Just to add to my previous post and all that ahs been said after that.
I do think the modern society is actually very dumb and ignorant , let me explain why.Not because we would not know more than we knew some time ago rather because these days we are so interested and obsessed with the feelings that the modern day man needs to be a self contained little genius.Everybody's so " smart" and all knowing these days it sometimes makes me sick just by looking at them.Today it's more about your status than what you actually know , everyone wants to be lawyer , a bank director, a famous nobel prize winning scientist and a King of a country , I too had my classmates dream of big things meanwhikle they were so ignorant to simple learning stuff they couldn't tell their right from their left.
I apologize for telling you all this kjeldsmark but I do think sometimes it's very healty to realize how far one needs to go.
Pick up a thing and ask yourself are you strong enough to lift it if your not then put it back and come to try again after you had some training.I know some sports people , you see when it comes down to physical weight lifting you cannot find a side way with a great analogy or something similar you either have it or you don't , there is no way around.
Nobody comes perfect they all had to sweat and fight a lot before they had the power to do those things they do.
As for the thread topic.
jarsta said:
this is the problem when we all come together and each of us interpret it this and that way.In this case i happen to agree with Sophie because if you have a 2+2=4 thing there is nothing to interpret anymore.your either right or your wrong.too bad but this isn;t psychology were we are being teached these days that everyone is right just in his own kind of way , I think such a teaching is destructive to the person hearing it as it leads one into thinking that no matter how wrong you get you can still be right.
And lastly , why are you so obsessed with the against voltage thing?

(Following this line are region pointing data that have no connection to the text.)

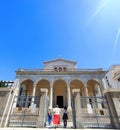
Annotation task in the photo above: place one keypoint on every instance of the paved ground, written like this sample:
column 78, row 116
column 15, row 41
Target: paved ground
column 48, row 129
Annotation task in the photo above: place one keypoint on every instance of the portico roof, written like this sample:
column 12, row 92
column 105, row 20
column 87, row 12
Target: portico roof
column 61, row 59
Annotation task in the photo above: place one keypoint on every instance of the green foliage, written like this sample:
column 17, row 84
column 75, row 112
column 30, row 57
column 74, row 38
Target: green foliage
column 3, row 84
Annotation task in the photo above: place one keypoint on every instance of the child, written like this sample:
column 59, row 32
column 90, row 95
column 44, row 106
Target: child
column 65, row 116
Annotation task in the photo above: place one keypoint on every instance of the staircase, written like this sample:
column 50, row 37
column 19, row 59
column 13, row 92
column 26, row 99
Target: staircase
column 23, row 118
column 69, row 121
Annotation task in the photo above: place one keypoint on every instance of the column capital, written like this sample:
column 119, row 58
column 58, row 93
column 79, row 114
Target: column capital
column 75, row 90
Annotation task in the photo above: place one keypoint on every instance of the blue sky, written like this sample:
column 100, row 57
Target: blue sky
column 35, row 31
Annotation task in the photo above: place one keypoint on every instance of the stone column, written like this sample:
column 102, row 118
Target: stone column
column 78, row 122
column 51, row 96
column 86, row 94
column 69, row 96
column 99, row 101
column 33, row 94
column 86, row 90
column 113, row 98
column 41, row 123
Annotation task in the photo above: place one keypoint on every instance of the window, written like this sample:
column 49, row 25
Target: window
column 60, row 69
column 118, row 79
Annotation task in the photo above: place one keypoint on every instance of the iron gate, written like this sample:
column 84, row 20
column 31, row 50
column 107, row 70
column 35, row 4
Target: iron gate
column 95, row 112
column 23, row 112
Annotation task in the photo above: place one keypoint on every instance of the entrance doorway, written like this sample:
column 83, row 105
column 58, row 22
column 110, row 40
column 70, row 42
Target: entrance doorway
column 60, row 101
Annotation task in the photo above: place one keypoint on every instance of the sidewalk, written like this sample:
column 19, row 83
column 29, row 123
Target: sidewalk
column 21, row 128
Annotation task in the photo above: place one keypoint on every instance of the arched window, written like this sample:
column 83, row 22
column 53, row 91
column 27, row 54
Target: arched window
column 60, row 69
column 64, row 69
column 55, row 68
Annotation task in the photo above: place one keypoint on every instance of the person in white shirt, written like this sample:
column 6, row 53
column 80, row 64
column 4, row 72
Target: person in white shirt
column 56, row 119
column 65, row 116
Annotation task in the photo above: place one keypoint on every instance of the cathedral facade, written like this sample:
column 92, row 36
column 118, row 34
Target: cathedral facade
column 60, row 77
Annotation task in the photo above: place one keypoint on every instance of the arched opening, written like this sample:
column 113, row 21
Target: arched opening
column 60, row 93
column 42, row 84
column 25, row 93
column 77, row 84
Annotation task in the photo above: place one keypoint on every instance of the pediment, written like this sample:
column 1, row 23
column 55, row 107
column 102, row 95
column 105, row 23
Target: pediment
column 59, row 63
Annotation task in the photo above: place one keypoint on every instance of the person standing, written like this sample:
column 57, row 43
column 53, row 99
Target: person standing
column 65, row 116
column 49, row 116
column 56, row 120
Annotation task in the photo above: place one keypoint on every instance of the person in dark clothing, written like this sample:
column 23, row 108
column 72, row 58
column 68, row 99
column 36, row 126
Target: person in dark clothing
column 65, row 116
column 49, row 116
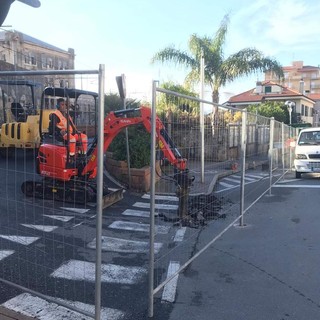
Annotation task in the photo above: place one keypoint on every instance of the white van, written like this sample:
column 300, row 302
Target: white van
column 307, row 152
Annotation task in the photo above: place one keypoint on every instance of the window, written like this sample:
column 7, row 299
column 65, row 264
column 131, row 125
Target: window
column 43, row 61
column 33, row 60
column 49, row 63
column 27, row 58
column 267, row 89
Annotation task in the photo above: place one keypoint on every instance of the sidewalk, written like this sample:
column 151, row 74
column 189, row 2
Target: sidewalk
column 267, row 270
column 6, row 314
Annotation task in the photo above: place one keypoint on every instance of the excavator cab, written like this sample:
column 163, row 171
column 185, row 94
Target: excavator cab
column 81, row 111
column 18, row 116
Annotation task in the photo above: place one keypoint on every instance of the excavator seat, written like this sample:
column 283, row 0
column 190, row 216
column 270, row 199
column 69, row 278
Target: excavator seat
column 51, row 139
column 18, row 112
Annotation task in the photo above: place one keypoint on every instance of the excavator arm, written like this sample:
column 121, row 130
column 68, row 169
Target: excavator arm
column 116, row 121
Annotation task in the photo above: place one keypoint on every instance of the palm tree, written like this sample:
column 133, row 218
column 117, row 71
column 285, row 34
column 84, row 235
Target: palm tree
column 218, row 71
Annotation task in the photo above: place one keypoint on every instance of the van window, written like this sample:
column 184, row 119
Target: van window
column 311, row 137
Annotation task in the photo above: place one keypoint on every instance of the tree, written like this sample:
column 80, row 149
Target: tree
column 271, row 109
column 218, row 71
column 171, row 103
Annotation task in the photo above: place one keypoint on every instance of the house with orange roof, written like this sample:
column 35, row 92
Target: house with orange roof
column 274, row 92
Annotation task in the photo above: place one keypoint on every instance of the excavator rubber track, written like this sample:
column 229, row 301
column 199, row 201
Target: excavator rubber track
column 79, row 192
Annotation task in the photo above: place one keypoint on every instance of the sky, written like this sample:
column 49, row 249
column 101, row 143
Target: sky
column 125, row 34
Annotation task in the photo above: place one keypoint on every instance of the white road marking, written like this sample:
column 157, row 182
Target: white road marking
column 35, row 307
column 289, row 180
column 124, row 246
column 138, row 213
column 296, row 186
column 180, row 234
column 133, row 226
column 257, row 176
column 21, row 240
column 40, row 227
column 169, row 291
column 161, row 197
column 146, row 205
column 232, row 180
column 78, row 210
column 60, row 218
column 227, row 185
column 5, row 253
column 111, row 273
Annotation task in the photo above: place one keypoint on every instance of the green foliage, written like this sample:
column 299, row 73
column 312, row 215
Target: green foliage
column 218, row 70
column 113, row 102
column 139, row 147
column 177, row 105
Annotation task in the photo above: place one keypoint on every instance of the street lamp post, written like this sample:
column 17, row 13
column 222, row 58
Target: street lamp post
column 290, row 106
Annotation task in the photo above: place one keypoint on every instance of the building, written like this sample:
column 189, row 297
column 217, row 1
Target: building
column 19, row 51
column 270, row 91
column 305, row 79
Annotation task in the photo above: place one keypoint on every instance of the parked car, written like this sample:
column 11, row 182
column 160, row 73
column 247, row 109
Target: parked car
column 307, row 152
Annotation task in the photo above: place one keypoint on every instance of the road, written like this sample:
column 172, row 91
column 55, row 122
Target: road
column 50, row 247
column 267, row 270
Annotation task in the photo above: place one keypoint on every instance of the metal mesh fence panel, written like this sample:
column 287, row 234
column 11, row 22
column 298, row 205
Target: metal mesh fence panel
column 213, row 149
column 47, row 235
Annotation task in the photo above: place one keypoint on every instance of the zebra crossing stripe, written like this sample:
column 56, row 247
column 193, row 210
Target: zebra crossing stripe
column 161, row 197
column 227, row 185
column 124, row 246
column 5, row 253
column 85, row 271
column 21, row 240
column 60, row 218
column 169, row 291
column 77, row 210
column 38, row 308
column 40, row 227
column 179, row 234
column 257, row 176
column 134, row 226
column 231, row 179
column 146, row 205
column 138, row 213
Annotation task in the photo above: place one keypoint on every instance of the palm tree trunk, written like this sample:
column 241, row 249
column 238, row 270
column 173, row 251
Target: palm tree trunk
column 218, row 131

All that matters is that you have voltage which is called PD.It's always some kind of voltage level with respect to a common point of no voltage or lower voltage or whatever different potential at some other point, like a PD across a resistor or across the terminals of a battery.There is no pressure before PD but after you apply a PD you can think of it as a force , the electric field that is associated with the PD which is responsible for " pushing" charges in the wire.Even though pushing may even not be the best word to use here.Now the part where you say that the electric field or voltage pushes against something is the tricky thing here , have you heard os superconductors? in other word say a copper wire at very low temperatures and the current can be there forever , theoretically , so there is no more loss or resistivity so the PD does't have to push agaisnt anything.
I believe the author using the against thing just wanted to show that a PD is doing work but he could have just said that when you have a PD it does a certain amount of work which is proportional to the amount of the PD or volts you have in agiven situation.